As long as I can remember, I have always been surrounded by technology and the endless urge to be connected with the world. This could be accredited to growing up in the 90’s and early 2000’s which has always been considered the era of ‘Digital Natives’ thus becoming the founders of the social media movement.
Like many millennials, I cannot picture life without being highly connected to technology and the daily need to social media ‘scroll’. Some may believe this is a horrible existence,‘an addiction causing a technological illness that society must immediately address’ causing the death of the generation. However, Boyd’s direct attention to adult condemnation of technology for millennials undesirable behaviours without the recognition of cultural, social and personal factors are ripe with my way of thinking. Captivation in this digital abundant lifestyle and culture offers access to information, communicating with friends and family that you may not see on a regular basis and keeping up to date with trending news and events. Thus, developing wisdom requires active learning, hence digital natives collect many technological skills through broad experimentation with social media and intrusiveness to web based sites.

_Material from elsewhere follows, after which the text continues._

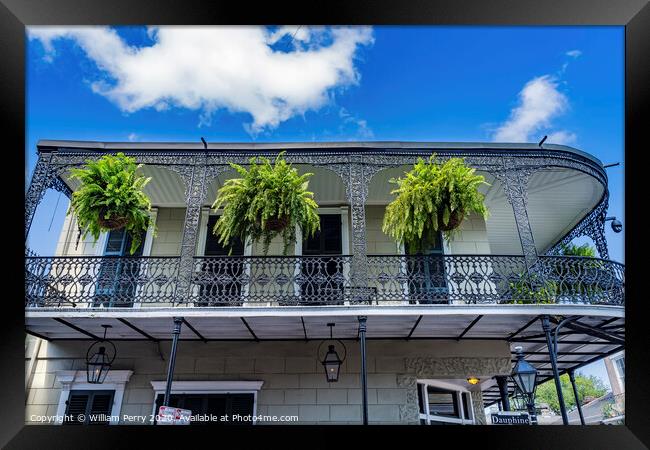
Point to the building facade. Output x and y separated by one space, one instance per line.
412 329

In my early adolescent years, given my fluency and comfort with technology, I stumbled across many blog posts and social media ‘gurus’ who gushed over destinations with amazing scenery. Those tropical beaches with pearly white sand and transparent blue water, to meeting orphans in third world countries and exploring the rich culture that these under developed countries have to offer was the first taste of ‘wanderlust’ which in turn, gave me a huge appetite to travel. In my short 22 years of existence, I have been blessed with being able to travel to over 15 different countries and I can unquestionably hold technology platforms responsible for my love to travel.
I am excited to see the evolving trends of technology and social media that will be presented to us over many years to come and how we as ‘Digital Natives’ emerge with these changes as we mature with age.